Important note: We are noticing that there have been a lack of informative titles on the plots turned in for Computer Assignments. This is partly our fault, since not all plots given as examples have had titles. For the remainder of class we hope to improve on this, just as we hope to instill in each of you the habit of INFORMATIVE titles. Please try and make your plots as informative as possible moving forward. This is a valuable skill.

PCA for Authorship Identification

We will now apply above analysis to an interesting real life example.

In 1787, after the American Revolution, the colonies were debating whether to ratify the new Constitution. Three men - John Jay, James Madison, and Alexander Hamilton - wrote a series of essays in support of the Constitution, known as the Federalist Papers. In total, 85 papers were included.

Historical evidence shows that Jay authored 5 papers, Madison 14, and Hamilton 51. A further 3 were joint efforts between Madison and Hamilton.
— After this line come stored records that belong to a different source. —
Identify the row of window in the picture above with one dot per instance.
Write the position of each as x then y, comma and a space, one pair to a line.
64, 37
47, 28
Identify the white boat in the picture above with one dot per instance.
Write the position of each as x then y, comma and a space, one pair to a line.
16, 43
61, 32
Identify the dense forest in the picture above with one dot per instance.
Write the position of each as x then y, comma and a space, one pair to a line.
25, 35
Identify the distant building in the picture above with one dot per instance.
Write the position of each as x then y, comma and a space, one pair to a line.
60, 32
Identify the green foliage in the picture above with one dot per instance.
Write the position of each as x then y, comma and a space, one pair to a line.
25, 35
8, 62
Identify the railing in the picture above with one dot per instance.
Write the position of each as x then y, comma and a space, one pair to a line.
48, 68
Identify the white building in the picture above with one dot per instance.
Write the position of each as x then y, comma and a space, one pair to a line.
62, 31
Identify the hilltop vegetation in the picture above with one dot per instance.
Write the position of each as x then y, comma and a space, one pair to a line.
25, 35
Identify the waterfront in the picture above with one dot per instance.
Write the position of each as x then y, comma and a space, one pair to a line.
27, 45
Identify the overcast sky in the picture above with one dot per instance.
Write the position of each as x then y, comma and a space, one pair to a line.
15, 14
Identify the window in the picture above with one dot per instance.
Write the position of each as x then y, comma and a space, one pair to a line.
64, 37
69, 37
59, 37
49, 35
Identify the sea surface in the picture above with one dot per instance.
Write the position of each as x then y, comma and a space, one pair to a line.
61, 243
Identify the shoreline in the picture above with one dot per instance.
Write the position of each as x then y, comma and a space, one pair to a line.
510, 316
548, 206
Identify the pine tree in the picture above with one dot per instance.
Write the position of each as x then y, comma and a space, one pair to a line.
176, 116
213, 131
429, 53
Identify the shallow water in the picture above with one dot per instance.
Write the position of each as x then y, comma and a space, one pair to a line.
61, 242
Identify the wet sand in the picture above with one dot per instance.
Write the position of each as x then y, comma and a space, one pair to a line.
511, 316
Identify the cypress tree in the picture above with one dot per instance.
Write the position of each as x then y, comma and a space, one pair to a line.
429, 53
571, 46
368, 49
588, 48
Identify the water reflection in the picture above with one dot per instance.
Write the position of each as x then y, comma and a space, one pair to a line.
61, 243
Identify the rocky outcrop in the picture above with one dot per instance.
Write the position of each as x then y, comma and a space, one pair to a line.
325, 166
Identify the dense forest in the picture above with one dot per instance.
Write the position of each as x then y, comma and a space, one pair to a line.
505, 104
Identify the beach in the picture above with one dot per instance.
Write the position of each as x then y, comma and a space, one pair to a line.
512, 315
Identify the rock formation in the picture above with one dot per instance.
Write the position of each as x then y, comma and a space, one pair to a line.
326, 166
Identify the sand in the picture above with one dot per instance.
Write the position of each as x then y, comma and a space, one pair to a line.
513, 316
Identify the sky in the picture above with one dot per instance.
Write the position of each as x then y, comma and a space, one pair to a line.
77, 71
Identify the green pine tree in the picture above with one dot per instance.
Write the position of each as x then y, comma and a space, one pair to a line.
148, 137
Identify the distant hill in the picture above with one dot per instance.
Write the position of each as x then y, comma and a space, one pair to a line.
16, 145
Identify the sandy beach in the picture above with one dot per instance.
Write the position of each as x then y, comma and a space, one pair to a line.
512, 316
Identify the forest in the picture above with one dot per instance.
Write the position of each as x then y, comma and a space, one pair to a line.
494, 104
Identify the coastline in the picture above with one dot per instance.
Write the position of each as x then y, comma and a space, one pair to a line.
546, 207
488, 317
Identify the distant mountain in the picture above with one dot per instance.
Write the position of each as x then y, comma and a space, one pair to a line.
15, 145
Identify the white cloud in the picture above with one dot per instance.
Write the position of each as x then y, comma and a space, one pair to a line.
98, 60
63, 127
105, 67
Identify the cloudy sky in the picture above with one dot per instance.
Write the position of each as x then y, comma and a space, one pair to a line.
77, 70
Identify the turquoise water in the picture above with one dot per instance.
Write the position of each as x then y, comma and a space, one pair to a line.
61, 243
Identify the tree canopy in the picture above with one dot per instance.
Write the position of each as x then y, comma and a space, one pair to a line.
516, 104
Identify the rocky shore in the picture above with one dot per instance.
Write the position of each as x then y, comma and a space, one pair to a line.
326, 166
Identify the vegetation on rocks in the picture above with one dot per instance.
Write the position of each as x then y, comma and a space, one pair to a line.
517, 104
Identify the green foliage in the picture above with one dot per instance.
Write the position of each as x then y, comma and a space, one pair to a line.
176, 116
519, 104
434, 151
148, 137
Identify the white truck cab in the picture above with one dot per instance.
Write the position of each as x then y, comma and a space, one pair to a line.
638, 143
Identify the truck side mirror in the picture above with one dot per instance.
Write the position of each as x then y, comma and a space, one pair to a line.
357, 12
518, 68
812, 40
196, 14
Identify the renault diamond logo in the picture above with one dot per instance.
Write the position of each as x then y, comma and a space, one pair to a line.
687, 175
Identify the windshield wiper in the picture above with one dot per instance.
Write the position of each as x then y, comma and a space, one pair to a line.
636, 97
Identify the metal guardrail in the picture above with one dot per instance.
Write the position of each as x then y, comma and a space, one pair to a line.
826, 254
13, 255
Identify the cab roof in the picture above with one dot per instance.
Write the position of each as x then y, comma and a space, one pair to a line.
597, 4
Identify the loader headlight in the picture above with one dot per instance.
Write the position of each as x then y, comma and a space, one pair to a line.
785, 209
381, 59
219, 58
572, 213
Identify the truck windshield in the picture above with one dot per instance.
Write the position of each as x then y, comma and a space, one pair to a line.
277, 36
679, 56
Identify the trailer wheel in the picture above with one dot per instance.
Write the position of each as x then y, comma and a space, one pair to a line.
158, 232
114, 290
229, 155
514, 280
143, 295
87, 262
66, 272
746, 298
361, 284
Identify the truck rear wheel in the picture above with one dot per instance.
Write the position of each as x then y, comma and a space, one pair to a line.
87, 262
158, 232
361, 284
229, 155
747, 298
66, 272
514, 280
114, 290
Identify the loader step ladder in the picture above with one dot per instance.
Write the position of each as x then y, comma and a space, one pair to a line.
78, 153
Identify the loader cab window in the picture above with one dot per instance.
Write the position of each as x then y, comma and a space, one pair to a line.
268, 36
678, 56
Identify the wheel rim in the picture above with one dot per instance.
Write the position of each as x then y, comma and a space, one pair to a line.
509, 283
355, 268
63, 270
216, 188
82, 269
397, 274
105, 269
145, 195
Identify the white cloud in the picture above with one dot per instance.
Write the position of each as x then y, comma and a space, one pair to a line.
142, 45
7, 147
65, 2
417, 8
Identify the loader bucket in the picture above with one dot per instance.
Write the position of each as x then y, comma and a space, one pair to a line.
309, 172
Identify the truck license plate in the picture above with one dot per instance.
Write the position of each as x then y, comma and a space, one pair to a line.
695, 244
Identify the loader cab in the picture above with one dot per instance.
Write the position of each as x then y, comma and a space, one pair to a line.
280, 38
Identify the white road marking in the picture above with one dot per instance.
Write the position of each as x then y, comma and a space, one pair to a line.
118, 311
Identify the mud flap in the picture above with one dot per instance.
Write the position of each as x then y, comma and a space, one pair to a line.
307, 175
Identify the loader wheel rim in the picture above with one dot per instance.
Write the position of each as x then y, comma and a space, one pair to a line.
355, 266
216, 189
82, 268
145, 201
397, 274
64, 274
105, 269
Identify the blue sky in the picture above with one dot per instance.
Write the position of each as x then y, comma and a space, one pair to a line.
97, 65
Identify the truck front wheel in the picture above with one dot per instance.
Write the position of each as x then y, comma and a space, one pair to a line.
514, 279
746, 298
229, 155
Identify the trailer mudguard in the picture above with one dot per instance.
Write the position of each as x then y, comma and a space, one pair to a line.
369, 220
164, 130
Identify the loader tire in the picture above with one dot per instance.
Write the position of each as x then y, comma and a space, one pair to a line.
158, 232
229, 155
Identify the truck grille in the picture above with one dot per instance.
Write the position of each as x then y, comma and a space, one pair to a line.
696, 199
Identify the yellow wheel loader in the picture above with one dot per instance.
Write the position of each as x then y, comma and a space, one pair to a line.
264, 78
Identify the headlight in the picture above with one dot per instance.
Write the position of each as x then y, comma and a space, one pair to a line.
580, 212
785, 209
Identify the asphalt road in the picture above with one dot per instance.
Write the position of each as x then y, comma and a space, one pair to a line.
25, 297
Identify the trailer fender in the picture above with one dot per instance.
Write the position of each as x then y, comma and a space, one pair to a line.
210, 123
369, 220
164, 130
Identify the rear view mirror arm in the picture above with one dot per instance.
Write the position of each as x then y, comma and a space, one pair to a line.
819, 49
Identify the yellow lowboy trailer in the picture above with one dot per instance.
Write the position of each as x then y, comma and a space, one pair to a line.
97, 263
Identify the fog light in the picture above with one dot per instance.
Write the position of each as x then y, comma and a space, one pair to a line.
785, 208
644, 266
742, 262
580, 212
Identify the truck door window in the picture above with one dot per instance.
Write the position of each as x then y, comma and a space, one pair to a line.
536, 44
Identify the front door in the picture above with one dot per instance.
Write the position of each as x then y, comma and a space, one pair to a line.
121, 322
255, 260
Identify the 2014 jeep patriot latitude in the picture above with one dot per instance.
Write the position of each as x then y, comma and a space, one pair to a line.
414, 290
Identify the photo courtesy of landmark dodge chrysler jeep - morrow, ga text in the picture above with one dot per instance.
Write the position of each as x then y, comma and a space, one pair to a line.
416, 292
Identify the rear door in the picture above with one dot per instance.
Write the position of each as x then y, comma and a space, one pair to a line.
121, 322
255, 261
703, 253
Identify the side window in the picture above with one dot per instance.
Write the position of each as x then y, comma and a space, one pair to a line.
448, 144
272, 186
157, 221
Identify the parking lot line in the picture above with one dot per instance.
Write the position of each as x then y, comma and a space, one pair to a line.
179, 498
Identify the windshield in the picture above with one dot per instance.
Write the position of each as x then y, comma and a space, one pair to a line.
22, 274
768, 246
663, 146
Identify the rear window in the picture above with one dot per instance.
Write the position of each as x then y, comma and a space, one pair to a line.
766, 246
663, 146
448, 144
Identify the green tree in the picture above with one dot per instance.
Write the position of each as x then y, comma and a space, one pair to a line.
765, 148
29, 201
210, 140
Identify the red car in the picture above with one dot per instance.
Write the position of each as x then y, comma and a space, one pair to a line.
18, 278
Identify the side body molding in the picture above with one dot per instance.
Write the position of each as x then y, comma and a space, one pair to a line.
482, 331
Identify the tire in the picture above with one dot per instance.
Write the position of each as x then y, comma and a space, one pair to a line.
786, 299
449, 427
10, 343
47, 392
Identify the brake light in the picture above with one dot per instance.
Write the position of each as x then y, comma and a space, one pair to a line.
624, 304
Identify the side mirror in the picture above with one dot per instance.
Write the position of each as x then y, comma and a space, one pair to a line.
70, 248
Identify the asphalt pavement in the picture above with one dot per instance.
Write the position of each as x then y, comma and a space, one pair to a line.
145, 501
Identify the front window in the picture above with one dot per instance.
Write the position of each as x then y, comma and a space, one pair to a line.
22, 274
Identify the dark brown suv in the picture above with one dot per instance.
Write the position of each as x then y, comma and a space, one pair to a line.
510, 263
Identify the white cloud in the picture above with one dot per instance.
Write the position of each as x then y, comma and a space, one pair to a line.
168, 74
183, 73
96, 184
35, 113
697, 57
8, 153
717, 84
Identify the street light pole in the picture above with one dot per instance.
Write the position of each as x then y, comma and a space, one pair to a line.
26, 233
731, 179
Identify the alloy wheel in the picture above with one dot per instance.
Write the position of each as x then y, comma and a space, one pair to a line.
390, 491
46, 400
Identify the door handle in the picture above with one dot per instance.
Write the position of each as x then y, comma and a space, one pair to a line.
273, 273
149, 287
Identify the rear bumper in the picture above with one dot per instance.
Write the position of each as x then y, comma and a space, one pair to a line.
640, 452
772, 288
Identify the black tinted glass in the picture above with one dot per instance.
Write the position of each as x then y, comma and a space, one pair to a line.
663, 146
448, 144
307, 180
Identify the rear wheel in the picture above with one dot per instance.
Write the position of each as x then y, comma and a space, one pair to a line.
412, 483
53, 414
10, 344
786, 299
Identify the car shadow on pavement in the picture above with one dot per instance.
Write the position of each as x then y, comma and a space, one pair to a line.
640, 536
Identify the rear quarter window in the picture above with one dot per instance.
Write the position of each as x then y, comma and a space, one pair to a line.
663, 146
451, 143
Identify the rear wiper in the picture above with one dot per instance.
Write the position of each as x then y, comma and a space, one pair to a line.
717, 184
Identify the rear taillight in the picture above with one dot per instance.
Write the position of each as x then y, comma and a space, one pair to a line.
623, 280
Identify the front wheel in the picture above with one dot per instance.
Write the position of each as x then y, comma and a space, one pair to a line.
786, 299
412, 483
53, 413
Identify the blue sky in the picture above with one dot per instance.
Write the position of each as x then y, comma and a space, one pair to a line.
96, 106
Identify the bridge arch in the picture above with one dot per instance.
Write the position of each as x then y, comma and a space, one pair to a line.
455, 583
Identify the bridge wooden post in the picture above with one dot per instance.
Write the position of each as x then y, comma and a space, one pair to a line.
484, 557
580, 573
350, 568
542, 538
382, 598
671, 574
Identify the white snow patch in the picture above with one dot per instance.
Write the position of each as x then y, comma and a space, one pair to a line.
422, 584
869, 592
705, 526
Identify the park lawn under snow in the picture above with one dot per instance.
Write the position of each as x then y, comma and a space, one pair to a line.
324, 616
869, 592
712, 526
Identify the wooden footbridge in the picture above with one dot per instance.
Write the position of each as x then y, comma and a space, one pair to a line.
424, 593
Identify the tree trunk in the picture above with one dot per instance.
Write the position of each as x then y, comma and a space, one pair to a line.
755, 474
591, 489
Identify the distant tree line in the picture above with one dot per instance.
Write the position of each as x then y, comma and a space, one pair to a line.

The remaining 12 are disputed. We will use PCA to try to guess at the authorship of these papers.

We will use a dataset that consists of word proportions of how many times a particular word was used divided by the total word count of an essay. This dataset is restricted to 70 function words - common words such as “a”, “but”, and “the”.

Load and parse the data using the following commands:

# Load the data
fed = read.csv("Federalist.txt", header = TRUE)

# Have a look at the data
head(fed)

# Store the authorship vector separately
auths = fed[, 2]
known = auths != "DIS" & auths != "COL"

auths.known = fed[known, 2]

# Limit the data to known authors
fed.known = fed[known, -c(1,2)]

Questions

  1. Treating the words as different variables, run PCA on the dataset using the prcomp() command. Here we use scale = TRUE to rescale the data. Are we centering the data here? (Hint: check the manual page!!) How many PCs are required to explain 80% of the variation in the data? Plot a screeplot of the PCs.
pc.fed = prcomp(fed.known, scale = TRUE)
YOUR CODE HERE
  1. Make individual plots the first 3 PCs. Color the points by author by using the col = auths.known command in the pairs() function.
YOUR CODE HERE
pairs(pc.fed$x[,1:3], col = auths.known, main = "Pairs Plot of First Three PCs")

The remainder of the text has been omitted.